Crossing into or out of Bolivia from Corumbá is a slightly disjointed procedure. Leaving Brazil, you should get an exit stamp from the Polícia Federal at Praça da República 51 in Corumbá (easiest before 11am or between 7pm and 9pm), before picking up a Bolivian visa (if you need one) from the consulate at Rua Antônio Maria Coelho 881 (t 67/3231-5605). After that, it’s a matter of taking the bus (from the Praça Independência on Rua Dom Aquino Corréa) for the 10km to the border, checking through Bolivian immigration and receiving your passport entry stamp. Money can be changed at decent rates at the border.

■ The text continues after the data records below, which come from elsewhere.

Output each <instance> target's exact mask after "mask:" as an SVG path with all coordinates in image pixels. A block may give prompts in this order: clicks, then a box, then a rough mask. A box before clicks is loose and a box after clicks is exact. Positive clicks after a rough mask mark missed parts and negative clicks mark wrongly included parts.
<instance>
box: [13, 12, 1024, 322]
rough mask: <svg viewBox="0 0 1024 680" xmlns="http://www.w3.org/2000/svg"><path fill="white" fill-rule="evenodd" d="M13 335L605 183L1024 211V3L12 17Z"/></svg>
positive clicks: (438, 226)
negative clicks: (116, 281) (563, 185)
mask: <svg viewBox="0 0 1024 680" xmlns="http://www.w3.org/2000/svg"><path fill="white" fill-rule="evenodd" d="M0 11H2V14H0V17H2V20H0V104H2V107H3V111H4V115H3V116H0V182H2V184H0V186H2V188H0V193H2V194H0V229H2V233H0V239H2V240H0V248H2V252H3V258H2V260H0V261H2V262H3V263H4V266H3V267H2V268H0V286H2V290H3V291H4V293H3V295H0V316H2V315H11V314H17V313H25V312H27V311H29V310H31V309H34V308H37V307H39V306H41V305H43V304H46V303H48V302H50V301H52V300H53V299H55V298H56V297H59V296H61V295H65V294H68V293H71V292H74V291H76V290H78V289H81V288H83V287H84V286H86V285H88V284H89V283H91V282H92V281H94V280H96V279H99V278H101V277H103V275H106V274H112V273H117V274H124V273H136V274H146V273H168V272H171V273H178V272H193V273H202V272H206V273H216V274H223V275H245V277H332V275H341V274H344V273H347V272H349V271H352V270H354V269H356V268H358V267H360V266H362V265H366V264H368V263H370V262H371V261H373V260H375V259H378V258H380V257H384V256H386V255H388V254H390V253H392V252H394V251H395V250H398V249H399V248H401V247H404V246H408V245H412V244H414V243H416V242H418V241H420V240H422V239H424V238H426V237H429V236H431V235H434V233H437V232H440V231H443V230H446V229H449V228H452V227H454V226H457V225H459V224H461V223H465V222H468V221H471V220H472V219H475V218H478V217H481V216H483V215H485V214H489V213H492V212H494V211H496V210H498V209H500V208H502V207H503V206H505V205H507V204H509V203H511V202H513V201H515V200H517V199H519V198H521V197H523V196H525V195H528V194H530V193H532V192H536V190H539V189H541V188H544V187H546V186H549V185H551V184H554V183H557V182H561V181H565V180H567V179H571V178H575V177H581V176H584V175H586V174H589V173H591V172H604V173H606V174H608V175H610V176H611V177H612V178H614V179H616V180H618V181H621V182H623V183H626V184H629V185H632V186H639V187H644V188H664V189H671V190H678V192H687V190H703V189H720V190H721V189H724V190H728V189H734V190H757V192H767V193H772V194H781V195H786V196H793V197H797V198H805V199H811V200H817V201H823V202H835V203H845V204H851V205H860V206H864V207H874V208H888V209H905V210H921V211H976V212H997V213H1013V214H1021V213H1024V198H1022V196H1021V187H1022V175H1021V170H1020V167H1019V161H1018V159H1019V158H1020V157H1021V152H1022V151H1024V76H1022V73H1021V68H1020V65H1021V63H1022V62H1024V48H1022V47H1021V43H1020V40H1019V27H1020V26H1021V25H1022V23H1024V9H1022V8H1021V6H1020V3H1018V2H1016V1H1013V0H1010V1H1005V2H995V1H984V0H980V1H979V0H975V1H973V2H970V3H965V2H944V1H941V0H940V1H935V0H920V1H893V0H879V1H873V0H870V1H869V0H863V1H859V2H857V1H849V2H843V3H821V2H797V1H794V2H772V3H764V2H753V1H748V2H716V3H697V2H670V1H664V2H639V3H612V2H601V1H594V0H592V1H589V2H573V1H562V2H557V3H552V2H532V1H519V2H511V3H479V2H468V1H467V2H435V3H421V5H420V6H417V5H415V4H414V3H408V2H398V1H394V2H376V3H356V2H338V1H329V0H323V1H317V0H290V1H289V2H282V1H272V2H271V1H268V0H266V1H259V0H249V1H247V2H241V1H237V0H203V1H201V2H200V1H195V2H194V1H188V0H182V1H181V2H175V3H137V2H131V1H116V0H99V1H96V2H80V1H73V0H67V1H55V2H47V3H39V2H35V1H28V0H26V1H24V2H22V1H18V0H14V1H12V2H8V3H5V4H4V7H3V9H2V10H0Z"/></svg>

Train tickets for Santa Cruz should be bought at La Brasilena train station in Quijarro, a few minutes by colectivo (a type of shuttle bus; R$5) or bus from the Bolivian immigration office. First class to Santa Cruz costs R$70, second class R$40. The first-class carriages are comfortable, with videos, but everything sways and the toilets are dirty. Limited food is available on board, and also from the trackside villages during the train’s frequent stops. Insect repellent and clothes that cover your flesh are essential, as the lights of the carriages attract all manner of biting insects at night. Drinking water and a torch are also useful. As timetables vary considerably, check at the station in Corumbá or Quijarro at least a couple of days in advance. It’s worth going to Quijarro the day before departure to actually make your booking.
Entering Brazil from Bolivia is essentially the same procedure in reverse, although US citizens should remember to pick up visas in the Brazilian consulate in Santa Cruz before leaving.